Similarly, many university presidents, vice-chancellors and rectors often pontificate at degree ceremonies about the importance of academic freedom to their universities, only to quickly forget, in the face of adverse publicity, that the concept requires them to support their staff against such external attacks. Moreover, there are many commentators (some within academia) who argue that, for the modern university in the 21st century, such ideas are anachronistic, while failing to question why such "outdated" principles are still upheld at many of the best universities in the world.
Universities such as Harvard, Oxford and Cambridge regularly dominate the global university rankings, while retaining a high regard for academic freedom. Oxford's strategic plan, for example, states that: "The most fundamental value, underpinning all of our scholarly activity, is academic freedom, defined as the freedom to conduct research, teach, speak and publish, subject to the norms and standards of scholarly inquiry, without interference or penalty, wherever the search for truth and understanding may lead."
Some national governments have introduced reforms in recent years to improve the positions of their universities within the Times Higher Education World University Rankings and enable them to better compete with institutions such as Harvard and Cambridge within the emerging global higher education marketplace. These reforms - usually focusing on the need to manage the academic process and make universities more productive - have frequently led to a reduction in academic freedom. For example, the Danish University Act of 2003, which was designed to strengthen the university sector's global competitiveness, gives departmental heads the formal power to tell individual academic staff which academic tasks to perform, and the research interests of academics must conform to the university's strategic framework. Similarly, Finland's 2009 University Act, which advocated radical changes to governance by encouraging private sector participation in university governance and altered the tenure status of staff, was designed to improve universities' chances of international success.
However, the results of my recent research with colleague Julian Beckton into academic freedom in the US suggest that such legislation will not improve international rankings; indeed, it may do the opposite.
The absence of legislative protection for academic freedom in the US led to the 1970 AAUP Statement of Principles on Academic Freedom and Tenure, which has become the quasi-legal guarantor of individual academic freedom there. We examined the degree to which universities complied with the main elements of the AAUP statement in a sample of the 100 largest and most research-active private and public universities to discover the level of protection for academic freedom in the US.
Of the 200 "best" universities in the THE World University Rankings 2010-11, 72 are from the US and half of these were included in the sample.
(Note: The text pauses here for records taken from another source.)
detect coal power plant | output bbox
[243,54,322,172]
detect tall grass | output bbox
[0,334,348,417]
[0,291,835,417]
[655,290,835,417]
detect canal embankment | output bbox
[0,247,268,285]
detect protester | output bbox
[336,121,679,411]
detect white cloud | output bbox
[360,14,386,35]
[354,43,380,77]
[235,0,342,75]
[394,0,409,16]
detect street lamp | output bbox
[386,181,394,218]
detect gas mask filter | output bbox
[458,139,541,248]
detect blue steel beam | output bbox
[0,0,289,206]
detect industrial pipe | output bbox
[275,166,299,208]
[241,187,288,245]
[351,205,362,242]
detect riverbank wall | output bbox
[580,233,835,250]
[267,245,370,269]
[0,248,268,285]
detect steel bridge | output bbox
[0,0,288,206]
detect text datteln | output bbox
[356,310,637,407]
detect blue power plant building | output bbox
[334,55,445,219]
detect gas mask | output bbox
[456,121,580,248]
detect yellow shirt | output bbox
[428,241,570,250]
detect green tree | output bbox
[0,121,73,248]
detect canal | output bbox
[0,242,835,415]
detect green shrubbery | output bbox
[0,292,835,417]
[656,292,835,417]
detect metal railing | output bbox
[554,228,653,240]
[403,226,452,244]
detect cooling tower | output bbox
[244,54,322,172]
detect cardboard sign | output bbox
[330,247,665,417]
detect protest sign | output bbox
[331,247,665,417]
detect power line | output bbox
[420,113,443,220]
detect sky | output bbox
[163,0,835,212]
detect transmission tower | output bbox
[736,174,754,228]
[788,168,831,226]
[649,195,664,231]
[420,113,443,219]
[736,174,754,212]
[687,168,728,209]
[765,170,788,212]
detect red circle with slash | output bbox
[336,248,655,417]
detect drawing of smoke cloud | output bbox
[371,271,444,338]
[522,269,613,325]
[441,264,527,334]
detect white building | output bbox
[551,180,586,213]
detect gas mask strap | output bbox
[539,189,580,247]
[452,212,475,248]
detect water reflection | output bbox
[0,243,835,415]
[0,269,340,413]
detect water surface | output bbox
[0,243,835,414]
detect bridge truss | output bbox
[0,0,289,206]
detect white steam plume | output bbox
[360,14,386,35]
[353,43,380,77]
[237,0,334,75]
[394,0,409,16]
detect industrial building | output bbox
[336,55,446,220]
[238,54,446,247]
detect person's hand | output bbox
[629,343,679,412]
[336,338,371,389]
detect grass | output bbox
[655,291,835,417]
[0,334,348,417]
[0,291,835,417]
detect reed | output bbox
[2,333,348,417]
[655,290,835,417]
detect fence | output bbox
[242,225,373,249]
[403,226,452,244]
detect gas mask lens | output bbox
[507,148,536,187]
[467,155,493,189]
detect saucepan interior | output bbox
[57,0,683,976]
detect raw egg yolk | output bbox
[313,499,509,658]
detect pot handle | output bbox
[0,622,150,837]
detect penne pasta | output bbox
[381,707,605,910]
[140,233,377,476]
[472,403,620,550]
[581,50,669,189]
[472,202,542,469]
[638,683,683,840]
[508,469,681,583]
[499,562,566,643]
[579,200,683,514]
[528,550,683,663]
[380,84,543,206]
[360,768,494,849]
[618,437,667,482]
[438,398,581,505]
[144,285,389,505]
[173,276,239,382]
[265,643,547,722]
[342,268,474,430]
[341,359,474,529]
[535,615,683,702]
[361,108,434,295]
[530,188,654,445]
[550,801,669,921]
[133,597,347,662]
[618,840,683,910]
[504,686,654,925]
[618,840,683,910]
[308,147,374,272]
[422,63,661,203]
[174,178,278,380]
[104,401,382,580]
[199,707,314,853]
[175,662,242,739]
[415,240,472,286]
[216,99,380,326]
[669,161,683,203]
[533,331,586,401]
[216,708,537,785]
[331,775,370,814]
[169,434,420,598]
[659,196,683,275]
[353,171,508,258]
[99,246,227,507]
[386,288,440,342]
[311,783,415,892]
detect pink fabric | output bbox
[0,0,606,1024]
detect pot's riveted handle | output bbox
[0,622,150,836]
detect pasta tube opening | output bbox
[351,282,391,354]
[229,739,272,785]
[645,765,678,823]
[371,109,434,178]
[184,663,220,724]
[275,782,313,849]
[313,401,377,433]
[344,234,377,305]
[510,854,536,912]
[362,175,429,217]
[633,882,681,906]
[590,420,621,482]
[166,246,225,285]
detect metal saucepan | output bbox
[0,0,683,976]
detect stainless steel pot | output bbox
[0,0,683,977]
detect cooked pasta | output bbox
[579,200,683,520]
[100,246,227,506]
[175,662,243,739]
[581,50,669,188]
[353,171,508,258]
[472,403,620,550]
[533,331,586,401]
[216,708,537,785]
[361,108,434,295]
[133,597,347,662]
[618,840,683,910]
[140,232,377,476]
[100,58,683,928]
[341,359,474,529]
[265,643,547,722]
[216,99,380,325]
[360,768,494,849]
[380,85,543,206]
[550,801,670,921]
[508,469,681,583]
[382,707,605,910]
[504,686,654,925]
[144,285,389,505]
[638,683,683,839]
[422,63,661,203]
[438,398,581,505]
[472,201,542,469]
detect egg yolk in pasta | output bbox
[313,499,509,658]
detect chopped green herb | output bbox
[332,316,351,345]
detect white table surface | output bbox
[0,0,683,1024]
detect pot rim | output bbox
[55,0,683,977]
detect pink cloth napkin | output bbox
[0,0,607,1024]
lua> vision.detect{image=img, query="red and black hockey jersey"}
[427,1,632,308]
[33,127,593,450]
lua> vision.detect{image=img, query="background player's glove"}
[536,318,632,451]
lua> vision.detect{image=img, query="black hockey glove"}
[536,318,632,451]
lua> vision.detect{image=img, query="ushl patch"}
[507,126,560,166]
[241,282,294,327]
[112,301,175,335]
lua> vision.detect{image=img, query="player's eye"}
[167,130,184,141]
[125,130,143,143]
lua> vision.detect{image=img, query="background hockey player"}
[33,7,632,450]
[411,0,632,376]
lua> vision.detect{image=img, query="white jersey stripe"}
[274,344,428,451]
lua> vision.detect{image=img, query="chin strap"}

Statistical tests showed that the level of compliance with each of the main planks of the AAUP's academic freedom statement (on teaching, research, extramural utterance, tenure and governance) among these 36 "best" universities was significantly higher than in the rest of the sample. Less than 3 per cent of the sample in the top 200 did not comply with the AAUP guidelines. The comparable figure for universities outside the top 200 that did not comply was 18 per cent. The disparity is most marked when tenure, a major guarantor of academic freedom, is examined. All the universities in the sample in the top 200 observed the AAUP's guidelines on tenure, whereas 22 per cent of the sample outside the top 200 ignored them.
The results suggest that reforms that undermine academic freedom, far from aiding universities to compete more effectively and achieve better academic excellence rankings, appear likely to do the reverse. As institutions such as Harvard continue to demonstrate, academic freedom is both a hallmark of and a prerequisite for research, scholastic and institutional excellence.